Lord Eldrick was in a quandary, for he had lost his golden monocle. It was not that he needed it to see--it had been a gift from the Baroness Sheppley, and he had worn it especially for the occasion. He was overdue at Sheppley Hall by several minutes already.

"Lord Eldrick is late!" they were surely whispering.

All because of a sneeze. He had been well on his way to Sheppley Hall, when a sneeze sent his monocle flying out the limousine window--now it appeared to have vanished into thin air.

The streets were dark and seedy. He was unaccustomed to such squalor. Shady, disreputable types were everywhere.

"My God," he thought, "if they find my monocle, who is to say what barbaric treatment they will subject it to! They're no better than savage beasts!"

A waifish little girl ran through his peripheral vision, accompanied by a glint of gold. His suspicions were immediately aroused.

"You there!" said Eldrick, "Unhand that monocle!"

The little girl ran down the lane and underneath a bridge, with Eldrick fast on her heels. He grabbed her and she started to scream.
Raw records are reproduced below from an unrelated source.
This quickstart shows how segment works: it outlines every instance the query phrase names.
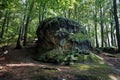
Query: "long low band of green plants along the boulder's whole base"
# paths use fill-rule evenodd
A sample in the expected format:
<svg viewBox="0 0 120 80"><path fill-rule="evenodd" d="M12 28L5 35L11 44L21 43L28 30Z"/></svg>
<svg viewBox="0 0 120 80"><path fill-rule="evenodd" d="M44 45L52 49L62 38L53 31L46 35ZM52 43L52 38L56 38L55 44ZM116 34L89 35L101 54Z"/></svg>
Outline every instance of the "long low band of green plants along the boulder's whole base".
<svg viewBox="0 0 120 80"><path fill-rule="evenodd" d="M74 49L70 49L67 53L64 53L61 48L49 51L43 50L44 49L41 49L39 52L43 52L44 54L40 53L37 56L35 56L37 60L43 62L52 62L57 64L62 63L66 65L71 65L74 63L94 63L94 64L104 63L103 59L94 53L85 55L77 53Z"/></svg>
The golden object flew from her hands and slid over the cobblestones. Under the seamy yellow light of a street lamp, a crowd of burly men were gathered. They looked over at Eldrick with a variety of hard, sinister glares.

"Oh," said Eldrick, "pardon me. But I'm afraid that young lady may have appropriated one of my possessions..."
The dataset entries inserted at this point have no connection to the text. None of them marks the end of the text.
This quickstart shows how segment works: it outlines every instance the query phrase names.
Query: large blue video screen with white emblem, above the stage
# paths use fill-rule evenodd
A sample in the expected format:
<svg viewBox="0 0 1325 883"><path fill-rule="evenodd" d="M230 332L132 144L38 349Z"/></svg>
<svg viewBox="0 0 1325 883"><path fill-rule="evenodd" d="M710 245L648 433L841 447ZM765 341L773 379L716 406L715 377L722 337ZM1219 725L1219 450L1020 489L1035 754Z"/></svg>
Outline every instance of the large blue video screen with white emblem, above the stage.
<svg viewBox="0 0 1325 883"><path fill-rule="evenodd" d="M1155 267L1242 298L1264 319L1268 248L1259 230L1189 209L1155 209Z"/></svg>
A portly man in a cheap suit bent down and picked up the golden item.

"Well, your lordship, you stumbled on our little strong man tournament! We hold it every now and again, under this bridge! It looks like your little girl here found a splendid little prize for whoever wins our next fight. What's this? Looks like solid gold, if I'm not mistaken!"

The crowd cheered, and Eldrick made his way over to their portly ringleader. He waved his cane menacingly.

"Now listen, my good man!" said Eldrick, "That is an item of incalculable social benefit to me, and I'll not part with it!"

"Well!" said the portly fellow, "We are a strong man club, sir! If you win a fight, you'll win this prize!"

The crowd formed a circle around Eldrick, and he rolled up his sleeves, gritting his teeth.

"As you wish, gentlemen!" said Eldrick, "Who is first?"


The little girl sat with her mother in their humble kitchen, eating breakfast. Her mother read the paper.

"Oh!" said her mother, "Listen to this! Lord Eldrick was arrested for assault! And for participating in an illegal fight club! Who would have thought! And him in the house of lords!"

The little girl leaned over to see the article.

"That photo!" said the girl, "I know him! He's the man who chased me last night and stole my gold bracelet!"

"Oh, how horrible!" said her mother, "I tell you, you can't trust the aristocracy! They're no better than savages beasts!"